Both he and Takabe are united by their commitment to a rationalist and methodological approach and have been trained to treat each case as dispassionately and objectively as possible. But this case not only shatters their relationship but their very faith in the ideals they have lived and worked by for their entire lives. For Sakuma especially, whose training and commitment to reason could not prepare him to deal with the horrors he had to confront. There is a complete inability to cope with this intrusion into the rational world he believed in, and hence his ultimate fate.

Kurosawa claims to have been influenced primarily by classic American horror films, yet beyond the aforementioned Hitchcock inspirations (and citing the influence of Hitchcock on a thriller seems as redundant as mentioning how a Western film seems inspired by John Ford), little of that influence is immediately apparent in “Cure.” That is not to say one can’t see similarities to certain definitive films in the horror and thriller genres.

Mamiya’s modus operandi invokes the villains played by John Barrymore in “Svengali” and Charles Boyer in “Gaslight,” and despite the bloody scenes the film itself is very much in the subtle, low-key tradition of Val Lewton’s psychological horrors, with an ending that recalls the depressing conclusion of “The Seventh Victim.” That film deals in part with an underground cult that tries to compel recruits to kill themselves in a similar manner to the way characters in “Cure” are driven to murder, again implicitly by another malevolent cult intent on social disruption.

The presence of a Japanese translation of Helmut Barz’s retelling of “Bluebeard” recalls Edgar Ulmer’s classic 1948 film of the same title (which bears little actual resemblance to the original French story), long the favorite “Poverty Row Horror” of the art house crowd.
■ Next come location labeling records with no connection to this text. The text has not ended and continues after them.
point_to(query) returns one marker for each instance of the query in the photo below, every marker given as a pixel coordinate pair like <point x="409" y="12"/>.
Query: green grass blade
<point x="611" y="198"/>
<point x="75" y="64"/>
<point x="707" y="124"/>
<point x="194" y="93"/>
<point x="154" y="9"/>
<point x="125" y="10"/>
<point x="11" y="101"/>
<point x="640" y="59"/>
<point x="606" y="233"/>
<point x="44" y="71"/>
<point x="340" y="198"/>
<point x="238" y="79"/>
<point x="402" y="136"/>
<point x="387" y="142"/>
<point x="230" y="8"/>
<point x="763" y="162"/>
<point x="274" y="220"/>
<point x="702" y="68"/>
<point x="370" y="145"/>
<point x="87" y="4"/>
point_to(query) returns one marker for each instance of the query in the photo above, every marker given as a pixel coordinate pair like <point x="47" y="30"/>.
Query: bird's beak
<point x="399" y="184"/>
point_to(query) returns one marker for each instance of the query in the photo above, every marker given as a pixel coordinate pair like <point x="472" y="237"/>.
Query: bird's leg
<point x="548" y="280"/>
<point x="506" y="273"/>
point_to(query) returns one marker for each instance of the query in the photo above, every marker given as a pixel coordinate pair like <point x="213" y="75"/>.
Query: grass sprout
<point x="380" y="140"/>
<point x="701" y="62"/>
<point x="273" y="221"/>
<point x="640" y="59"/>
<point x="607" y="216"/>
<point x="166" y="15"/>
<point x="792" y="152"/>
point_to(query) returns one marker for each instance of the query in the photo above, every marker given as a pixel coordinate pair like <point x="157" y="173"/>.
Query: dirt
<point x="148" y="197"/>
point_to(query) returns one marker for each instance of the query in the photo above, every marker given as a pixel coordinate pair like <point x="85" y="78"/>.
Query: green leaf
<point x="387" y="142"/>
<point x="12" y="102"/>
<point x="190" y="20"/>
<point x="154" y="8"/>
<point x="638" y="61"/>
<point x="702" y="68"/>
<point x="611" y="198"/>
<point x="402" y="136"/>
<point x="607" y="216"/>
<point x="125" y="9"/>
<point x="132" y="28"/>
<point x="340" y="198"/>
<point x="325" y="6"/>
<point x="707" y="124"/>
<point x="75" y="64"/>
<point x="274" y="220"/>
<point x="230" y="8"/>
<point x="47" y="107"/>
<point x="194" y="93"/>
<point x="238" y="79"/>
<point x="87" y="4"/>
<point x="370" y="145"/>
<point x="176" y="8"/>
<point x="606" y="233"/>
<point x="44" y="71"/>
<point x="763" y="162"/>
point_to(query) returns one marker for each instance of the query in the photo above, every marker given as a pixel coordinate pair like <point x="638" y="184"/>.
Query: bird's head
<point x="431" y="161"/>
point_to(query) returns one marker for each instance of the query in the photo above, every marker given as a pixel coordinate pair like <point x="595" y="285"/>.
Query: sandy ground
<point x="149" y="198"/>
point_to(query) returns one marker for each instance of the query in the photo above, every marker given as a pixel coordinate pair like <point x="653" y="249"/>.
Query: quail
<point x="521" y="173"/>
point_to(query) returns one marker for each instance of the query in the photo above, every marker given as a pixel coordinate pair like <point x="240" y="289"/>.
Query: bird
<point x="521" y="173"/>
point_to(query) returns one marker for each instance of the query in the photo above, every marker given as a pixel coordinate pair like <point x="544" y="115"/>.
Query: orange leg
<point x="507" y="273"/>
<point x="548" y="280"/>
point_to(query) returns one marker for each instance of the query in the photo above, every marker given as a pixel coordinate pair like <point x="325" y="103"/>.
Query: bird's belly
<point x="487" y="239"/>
In that film, John Carradine’s gentleman puppeteer and painter is prone to sudden psychotic fits in which he brutally murders young women, not unlike the ordinary citizens suddenly turned killer in “Cure.” Another movie it surprisingly resembles is the 1932 sleeper “Thirteen Women,” in which Myrna Loy takes revenge on her former sorority sisters by hypnotizing them into suicide, although it’s doubtful Kurosawa had seen it before making his own film.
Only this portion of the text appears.